BigEd wrote:Could you sketch out the memory map for the two cases? (For example, is there a distinction between user program and user variables? Does it use all sideways RAM or just some? How much of the 64k in the copro gets used?)
Sure, thanks for giving me the opportunity to waffle some more.
The following keeps talking about 'modules'. You probably know what they are, but just for the benefit of any other readers, a module is what you get by compiling a PLASMA source file. It's a bit like an object file in a traditional compiled language like C, although it's really a bit more like a shared object as they are linked together dynamically at run time. A module includes a list of dependencies on other modules, so taking the ROGUE game as an example:
- The top-level module ROGUE, which is what you load to run the game, has dependencies on CMDSYS (the built-in module containing some basic functions), ROGUEMAP, ROGUECOMBAT and ROGUEIO.
- ROGUEMAP has dependencies on CMDSYS and ROGUEIO
- ROGUEIO has dependencies on CMDSYS and ACORNOS
- ROGUECOMBAT has dependencies on CMDSYS and ROGUEMAP
When you tell the VM to load ROGUE by typing '+ROGUE', it loads it and then recursively loads all the dependencies so all the necessary code and data is present in memory.
A module contains assembly language code (for 'asm myfunction' definitions in the source code), PLASMA bytecode (for 'def myfunction' definitions in the source code), global variables and information on the symbols exported and imported by that module, which the VM uses to perform the dynamic linking. I'll note in passing that assembly language code in a module doesn't get relocated, so it must be written to be position independent (e.g. using Bxx branches instead of JMP).
With that out of the way, let's talk about the memory maps.
The 'PLASMA' executable runs on an unexpanded machine or on a second processor. It has a flat memory map, which looks roughly like this.
- OSHWM to HEAPSTART=OSHWM+6K - the PLASMA VM itself (6K is a rough figure, and I just made the name HEAPSTART up)

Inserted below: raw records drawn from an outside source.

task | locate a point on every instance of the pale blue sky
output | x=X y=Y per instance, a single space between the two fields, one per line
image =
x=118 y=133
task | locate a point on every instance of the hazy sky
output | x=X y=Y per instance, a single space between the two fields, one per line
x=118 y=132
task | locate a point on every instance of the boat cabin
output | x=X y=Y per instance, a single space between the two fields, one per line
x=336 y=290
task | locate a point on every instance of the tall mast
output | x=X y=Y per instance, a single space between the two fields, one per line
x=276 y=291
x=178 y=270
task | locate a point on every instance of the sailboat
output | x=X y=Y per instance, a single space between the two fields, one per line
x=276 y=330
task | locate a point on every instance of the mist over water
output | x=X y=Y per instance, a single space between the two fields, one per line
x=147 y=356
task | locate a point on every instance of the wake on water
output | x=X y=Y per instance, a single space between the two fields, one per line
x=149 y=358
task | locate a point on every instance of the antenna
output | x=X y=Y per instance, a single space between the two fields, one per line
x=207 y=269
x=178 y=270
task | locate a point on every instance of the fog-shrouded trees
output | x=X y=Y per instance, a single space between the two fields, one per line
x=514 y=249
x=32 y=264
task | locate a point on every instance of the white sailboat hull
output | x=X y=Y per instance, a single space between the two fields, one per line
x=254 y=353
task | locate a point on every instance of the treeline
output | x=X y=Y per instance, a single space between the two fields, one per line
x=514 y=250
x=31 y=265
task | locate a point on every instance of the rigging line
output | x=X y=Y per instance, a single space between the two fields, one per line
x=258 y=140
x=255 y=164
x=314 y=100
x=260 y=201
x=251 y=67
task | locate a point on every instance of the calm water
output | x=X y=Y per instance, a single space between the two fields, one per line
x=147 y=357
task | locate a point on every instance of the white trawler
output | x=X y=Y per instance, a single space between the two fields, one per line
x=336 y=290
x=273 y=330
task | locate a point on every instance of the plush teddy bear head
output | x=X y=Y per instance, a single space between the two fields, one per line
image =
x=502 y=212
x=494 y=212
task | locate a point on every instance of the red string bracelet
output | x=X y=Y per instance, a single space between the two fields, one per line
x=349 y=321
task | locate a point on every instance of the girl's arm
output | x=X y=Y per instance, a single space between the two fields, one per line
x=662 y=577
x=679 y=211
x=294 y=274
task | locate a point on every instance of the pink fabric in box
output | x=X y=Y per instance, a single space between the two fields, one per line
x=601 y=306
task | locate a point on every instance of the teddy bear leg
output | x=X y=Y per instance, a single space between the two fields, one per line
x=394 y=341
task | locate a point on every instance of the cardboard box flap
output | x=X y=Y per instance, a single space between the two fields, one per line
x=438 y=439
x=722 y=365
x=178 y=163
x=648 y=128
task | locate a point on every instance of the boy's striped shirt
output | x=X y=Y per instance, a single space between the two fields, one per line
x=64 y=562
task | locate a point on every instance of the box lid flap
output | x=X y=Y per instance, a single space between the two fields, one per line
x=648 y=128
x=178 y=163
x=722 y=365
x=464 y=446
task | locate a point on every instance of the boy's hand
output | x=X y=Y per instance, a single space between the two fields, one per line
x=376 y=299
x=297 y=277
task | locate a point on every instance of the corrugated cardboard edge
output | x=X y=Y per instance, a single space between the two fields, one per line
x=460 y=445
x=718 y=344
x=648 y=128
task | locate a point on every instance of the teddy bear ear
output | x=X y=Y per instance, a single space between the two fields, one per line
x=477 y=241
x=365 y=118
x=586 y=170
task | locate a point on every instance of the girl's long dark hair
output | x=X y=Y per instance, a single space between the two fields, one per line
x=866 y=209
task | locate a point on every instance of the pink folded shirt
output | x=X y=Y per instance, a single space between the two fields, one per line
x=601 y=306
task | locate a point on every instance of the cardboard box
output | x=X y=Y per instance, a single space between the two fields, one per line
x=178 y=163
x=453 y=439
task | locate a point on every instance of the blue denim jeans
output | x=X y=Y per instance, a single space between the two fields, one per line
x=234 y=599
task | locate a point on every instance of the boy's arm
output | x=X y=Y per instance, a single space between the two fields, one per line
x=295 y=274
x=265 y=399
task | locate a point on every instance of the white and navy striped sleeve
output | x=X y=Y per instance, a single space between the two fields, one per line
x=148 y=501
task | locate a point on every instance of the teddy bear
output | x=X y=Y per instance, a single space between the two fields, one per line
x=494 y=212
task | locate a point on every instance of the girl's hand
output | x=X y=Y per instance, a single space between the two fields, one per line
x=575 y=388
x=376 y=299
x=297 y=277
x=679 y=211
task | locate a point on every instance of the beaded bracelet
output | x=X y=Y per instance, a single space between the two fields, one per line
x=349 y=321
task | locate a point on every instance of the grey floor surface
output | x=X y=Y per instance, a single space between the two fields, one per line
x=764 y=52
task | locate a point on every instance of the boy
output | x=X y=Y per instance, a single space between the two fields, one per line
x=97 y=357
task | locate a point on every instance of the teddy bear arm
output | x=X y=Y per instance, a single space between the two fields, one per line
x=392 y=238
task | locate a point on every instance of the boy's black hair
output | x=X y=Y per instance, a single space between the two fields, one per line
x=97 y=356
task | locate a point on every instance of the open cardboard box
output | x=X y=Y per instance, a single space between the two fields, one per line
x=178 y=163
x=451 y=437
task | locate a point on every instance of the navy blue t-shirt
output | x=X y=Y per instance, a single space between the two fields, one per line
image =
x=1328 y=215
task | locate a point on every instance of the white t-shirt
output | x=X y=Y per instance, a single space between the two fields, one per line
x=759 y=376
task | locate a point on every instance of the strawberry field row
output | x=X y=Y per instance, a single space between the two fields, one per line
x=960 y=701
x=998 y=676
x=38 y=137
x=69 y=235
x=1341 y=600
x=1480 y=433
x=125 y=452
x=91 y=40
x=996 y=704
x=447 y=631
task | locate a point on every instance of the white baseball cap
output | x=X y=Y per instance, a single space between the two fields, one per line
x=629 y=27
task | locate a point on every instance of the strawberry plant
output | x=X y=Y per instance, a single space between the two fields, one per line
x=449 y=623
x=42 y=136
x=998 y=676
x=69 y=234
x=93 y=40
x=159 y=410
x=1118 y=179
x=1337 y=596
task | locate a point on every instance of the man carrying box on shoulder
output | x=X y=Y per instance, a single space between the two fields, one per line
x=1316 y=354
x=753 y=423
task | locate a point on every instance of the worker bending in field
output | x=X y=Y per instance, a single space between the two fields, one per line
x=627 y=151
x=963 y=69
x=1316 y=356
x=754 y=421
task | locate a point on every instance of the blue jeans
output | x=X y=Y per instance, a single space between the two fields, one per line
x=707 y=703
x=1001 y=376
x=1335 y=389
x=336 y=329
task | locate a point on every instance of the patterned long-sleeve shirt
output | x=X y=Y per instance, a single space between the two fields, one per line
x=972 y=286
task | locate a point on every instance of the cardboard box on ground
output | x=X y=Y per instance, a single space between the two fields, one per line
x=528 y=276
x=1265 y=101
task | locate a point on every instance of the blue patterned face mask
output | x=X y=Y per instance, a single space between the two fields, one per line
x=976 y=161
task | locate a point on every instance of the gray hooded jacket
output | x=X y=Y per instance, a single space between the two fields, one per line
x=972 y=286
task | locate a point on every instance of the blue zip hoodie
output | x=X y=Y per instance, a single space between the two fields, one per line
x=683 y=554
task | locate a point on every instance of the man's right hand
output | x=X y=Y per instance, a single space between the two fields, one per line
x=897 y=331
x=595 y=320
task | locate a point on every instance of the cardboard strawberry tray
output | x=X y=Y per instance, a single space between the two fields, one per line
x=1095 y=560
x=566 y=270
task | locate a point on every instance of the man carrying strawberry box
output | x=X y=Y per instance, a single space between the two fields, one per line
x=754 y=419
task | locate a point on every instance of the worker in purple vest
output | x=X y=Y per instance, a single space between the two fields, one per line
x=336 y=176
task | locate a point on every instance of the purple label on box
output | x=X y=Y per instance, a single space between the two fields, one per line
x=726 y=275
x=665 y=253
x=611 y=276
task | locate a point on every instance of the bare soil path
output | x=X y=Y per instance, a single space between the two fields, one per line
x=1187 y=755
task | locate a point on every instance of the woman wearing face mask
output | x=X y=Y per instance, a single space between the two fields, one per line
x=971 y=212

- HEAPSTART to HIMEM - user programs and data. HIMEM varies with mode on an unexpanded machine as you'd expect, on a second processor it's always &F800. This area is further broken down into:
- HEAPSTART to HEAPEND - the heap, which grows up from HEAPSTART towards higher addresses. Modules are loaded and executed here, program global variables live here along with the program code, and user programs can allocate space using heapalloc() and release it with heaprelease(). User program heap allocations are automatically freed on program exit. (There is support for user modules remaining resident after execution, and my brief experiments suggest this works fine, but I haven't played with it much yet.)
- IFP to HIMEM - the frame stack, which grows down from HIMEM towards lower addresses. Used to hold local variables for functions which are executing.
On this model, whatever memory is free is available for program code and user data as required; you can have a small program operating on a large amount of data, or vice versa. On a Master with no second processor in mode 7, there's 21K available for programs and data at the PLASMA prompt; on a second processor there's 53K available.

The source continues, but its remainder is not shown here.